Accomplishing the Impossible
Accomplishing the Impossible
The movie Star Trek II, The Wrath of Khan, opens with the Kobayashi Maru test being administered to an aspiring starship captain. This test is a simulation of an attack on the student's ship, to test the student's responses to the various calamities resulting from the attack. As each difficulty is dealt with, the simulation computer issues a new, even more difficult, problem until it is no longer humanly possible to handle the situation. It was impossible to win the simulation game. And yet one person, James Kirk, had won it. It was impossible, but he did it. How? He hacked into the simulation computer the night before the test and reprogrammed it. He cheated, but he won.
Anything that seems to be impossible is only impossible within the conditions, rules, laws, hypotheses, assumptions, that limit the means that may be taken to accomplish the desired effect. This set of conditions define the paradigm, or “box”, that restricts the mental activity of the potential problem solver - but they are the rules of the game.
Throughout my career I witnessed many (more than a dozen) situations in which the seemingly impossible had been accomplished by innovative scientists. For this to happen, the hypotheses, the rules, assumed for the problem have to be violated. That is, the scientist has to cheat – just as Kirk cheated.
I'll mention just a couple of examples. This one the reader can identify with. Suppose you had never before seen an airplane, but now found yourself standing near a huge military cargo plane being loaded with tanks weighing hundreds of tons. Then someone says, “Now we're going to make this monster fly in the air”. Observing that air is so tenuous that you're hardly aware of it, you would think that he was insane. It seems impossible but it takes off and flies.

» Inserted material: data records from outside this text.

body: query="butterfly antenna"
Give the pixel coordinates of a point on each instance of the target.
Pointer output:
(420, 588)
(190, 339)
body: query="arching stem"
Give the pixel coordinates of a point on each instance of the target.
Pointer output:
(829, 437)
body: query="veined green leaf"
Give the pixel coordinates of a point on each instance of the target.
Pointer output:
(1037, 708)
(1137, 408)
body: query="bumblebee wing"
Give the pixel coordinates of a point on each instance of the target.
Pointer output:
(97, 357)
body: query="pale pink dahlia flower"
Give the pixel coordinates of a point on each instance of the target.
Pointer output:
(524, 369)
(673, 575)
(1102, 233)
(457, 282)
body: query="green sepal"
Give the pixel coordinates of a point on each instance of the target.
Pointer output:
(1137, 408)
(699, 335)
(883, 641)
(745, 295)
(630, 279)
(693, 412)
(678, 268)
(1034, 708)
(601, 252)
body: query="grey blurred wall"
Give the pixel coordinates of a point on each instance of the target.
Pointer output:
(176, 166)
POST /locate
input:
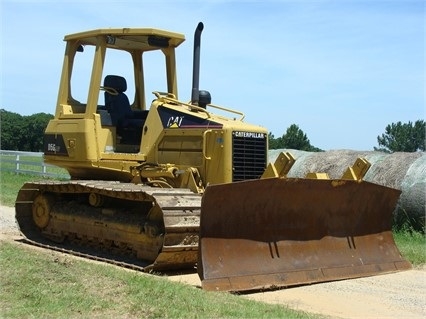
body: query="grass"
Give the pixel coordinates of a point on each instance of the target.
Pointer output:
(412, 246)
(40, 284)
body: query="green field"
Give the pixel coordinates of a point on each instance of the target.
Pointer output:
(30, 165)
(38, 283)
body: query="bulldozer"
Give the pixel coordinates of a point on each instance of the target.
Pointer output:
(179, 185)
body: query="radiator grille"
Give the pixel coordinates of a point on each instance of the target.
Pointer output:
(249, 155)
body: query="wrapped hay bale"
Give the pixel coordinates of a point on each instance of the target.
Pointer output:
(403, 171)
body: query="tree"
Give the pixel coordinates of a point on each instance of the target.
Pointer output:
(34, 126)
(293, 138)
(11, 128)
(403, 137)
(274, 143)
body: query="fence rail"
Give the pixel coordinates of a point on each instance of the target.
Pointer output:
(29, 163)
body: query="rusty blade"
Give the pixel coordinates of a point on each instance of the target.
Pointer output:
(283, 232)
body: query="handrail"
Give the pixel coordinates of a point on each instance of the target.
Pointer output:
(170, 97)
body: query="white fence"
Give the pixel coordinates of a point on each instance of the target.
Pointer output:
(29, 163)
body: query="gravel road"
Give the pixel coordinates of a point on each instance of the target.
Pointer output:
(397, 295)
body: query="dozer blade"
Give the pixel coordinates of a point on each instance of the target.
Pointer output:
(282, 232)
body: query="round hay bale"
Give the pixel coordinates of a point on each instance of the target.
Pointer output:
(400, 170)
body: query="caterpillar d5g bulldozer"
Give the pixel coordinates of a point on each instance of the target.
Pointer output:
(141, 177)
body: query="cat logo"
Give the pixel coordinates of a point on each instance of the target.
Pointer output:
(175, 121)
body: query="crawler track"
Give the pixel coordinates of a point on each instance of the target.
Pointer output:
(133, 226)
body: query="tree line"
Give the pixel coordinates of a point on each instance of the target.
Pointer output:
(398, 137)
(25, 133)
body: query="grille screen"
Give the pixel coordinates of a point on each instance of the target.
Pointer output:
(249, 155)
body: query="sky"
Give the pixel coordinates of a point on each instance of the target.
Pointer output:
(340, 70)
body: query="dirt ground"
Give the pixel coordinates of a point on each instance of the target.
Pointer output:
(397, 295)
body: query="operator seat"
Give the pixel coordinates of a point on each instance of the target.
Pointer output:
(117, 104)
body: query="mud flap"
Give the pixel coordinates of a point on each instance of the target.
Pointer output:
(282, 232)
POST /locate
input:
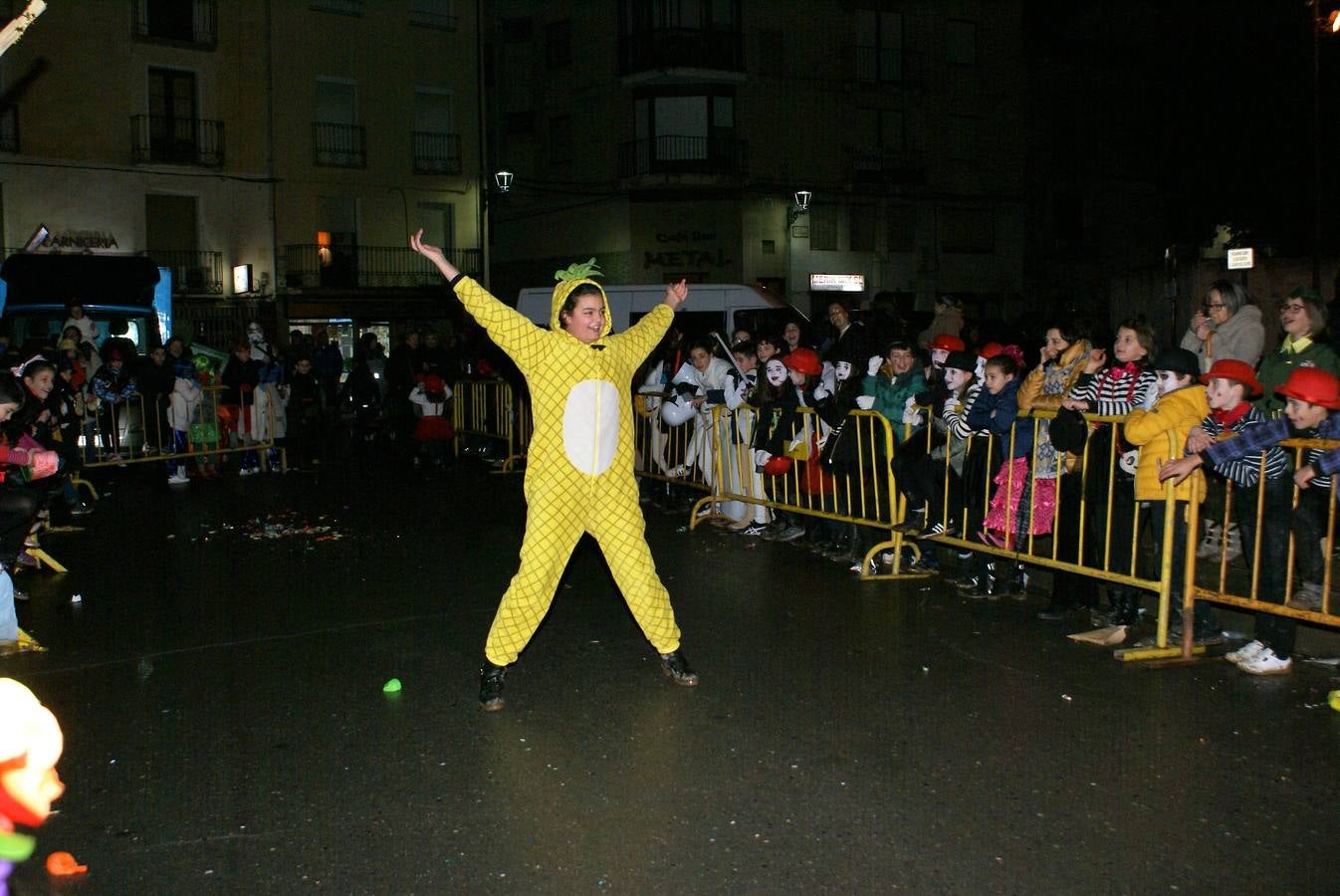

The second example is Dr. Whitcomb's invention of the “supercritical wing”. A highly respected theoretician had published a paper proving the nonexistence of isentropic supersonic flow. To a fluid flow scientist, logic seems to dictate that once a flow becomes supersonic, it can revert to subsonic only through a shock wave, which by its nature is nonisentropic. However, Whitcomb invented an airfoil on which the surface flow became supersonic and returned to subsonic isentropically. The hypotheses of the theory had been violated because they didn't account for the effect of the local airfoil surface angle relative to the surface flow direction.